Crown Heights comes together at annual Sean Price mural memorial
It's been four years since the Brooklyn rapper's death.
Controversy surrounding a Crown Heights mural faded to the background on Thursday as friends, family members and fans of the late rapper Sean Price came together to observe the four-year anniversary of his passing.
Price — one-half of the Brooklyn hip-hop duo Heltah Skeltah — died in his sleep on Aug. 8, 2015, at the age of 43. The mural went up that weekend at the corner of Bergen Street and Kingston Avenue. The piece includes a portrait of the late Brownsville resident, the Brooklyn Bridge and some of Price’s lyrics: “Use your head for more than a hat rack.”
Like the storied Biggie Smalls mural mural in Bedford-Stuyvesant, the tribute has drawn crowds from all over the world. Last week was no different: Close to 50 people came out Thursday from as near as the block and as far as South America to remember the family man whose music, many said, got them through hard times.
“The turnout was amazing, as it is every year,” Price’s widow, Bernadette, reflected Friday morning. “It was an honor to be there to greet everyone and to be able to hear some of these stories. All of them still remember the time they had with him.”
“I’m just thankful for everyone who came together, who stuck together and remembered him for the person he was,” Bernadette said.

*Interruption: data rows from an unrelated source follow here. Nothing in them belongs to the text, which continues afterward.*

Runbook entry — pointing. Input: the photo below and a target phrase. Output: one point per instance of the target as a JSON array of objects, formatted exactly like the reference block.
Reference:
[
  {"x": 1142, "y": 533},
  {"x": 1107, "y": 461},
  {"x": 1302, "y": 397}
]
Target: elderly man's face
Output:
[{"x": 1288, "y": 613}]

The mural has banded much of the Crown Heights community — and the Price fandom — together in recent weeks.
When workers were spotted painting over artwork next to Price’s earlier this summer, word quickly spread that the beloved mural might be wiped away. The neighbors mobilized; Price’s friends and family members stationed themselves on the block to keep watch and local lawmakers began to investigate.
Meat, a soon-to-open kosher restaurant across the street that had already made a bad first impression on locals by allegedly skirting trash regulations and turning curious residents away, found itself in the limelight until, at the end of a community meeting, the focus shifted to the owner of the building the mural is painted on.

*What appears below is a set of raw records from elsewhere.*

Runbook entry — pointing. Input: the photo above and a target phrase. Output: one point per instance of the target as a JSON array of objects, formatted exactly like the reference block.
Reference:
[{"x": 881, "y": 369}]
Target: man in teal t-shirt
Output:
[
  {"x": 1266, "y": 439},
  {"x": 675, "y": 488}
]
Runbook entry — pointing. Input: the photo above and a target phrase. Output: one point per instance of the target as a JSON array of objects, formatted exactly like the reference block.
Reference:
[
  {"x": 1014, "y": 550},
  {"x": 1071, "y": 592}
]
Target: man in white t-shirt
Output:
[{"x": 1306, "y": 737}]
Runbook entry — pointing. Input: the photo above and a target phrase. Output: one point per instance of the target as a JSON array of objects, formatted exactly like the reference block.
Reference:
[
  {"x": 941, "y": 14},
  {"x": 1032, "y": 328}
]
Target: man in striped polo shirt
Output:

One month after the rumors began, the Price memorial appears to be safe — though an online petition is still garnering signatures. By Monday morning, the push had more than 20,000 names attached to it.
That same spirit of support was in the air on Thursday, but there were no signs of drama. Instead, Price’s music echoed through a portable speaker, children danced to the beat of live drumming and loved ones posed for pictures with the mural.
Those in attendance also included 5Pointz co-founders Marie Cecile Flageul and Jonathan Cohen. Flageul, a resident of the block, helped facilitate the mural and Cohen, the artist known as MeresOne, brought it to life.
The pair said the evening’s turnout touched on what truly makes Brooklyn, Brooklyn.
“This yearly vigil and tribute was such a beautiful showcase of what Brooklyn is about,” they said in a joint statement Friday morning. “So much love, music and emotions dedicated to Sean Price’s memory.”
A pair of Crown Heights residents who have shown support to Meat also stopped by the vigil to pay their respects. Yaacov Behrman, founder of the Jewish Future Alliance, lit a candle in Price’s memory.
Assemblymember Diana Richardson came to the corner equipped with a lawn chair and a group of summer interns at her side. Planning to stay a while, the lawmaker said she was excited to show the high school students firsthand what it looks like to come together as a community, fight for what is right and honor one of Brooklyn’s own.
“This is a celebration of life,” she told them.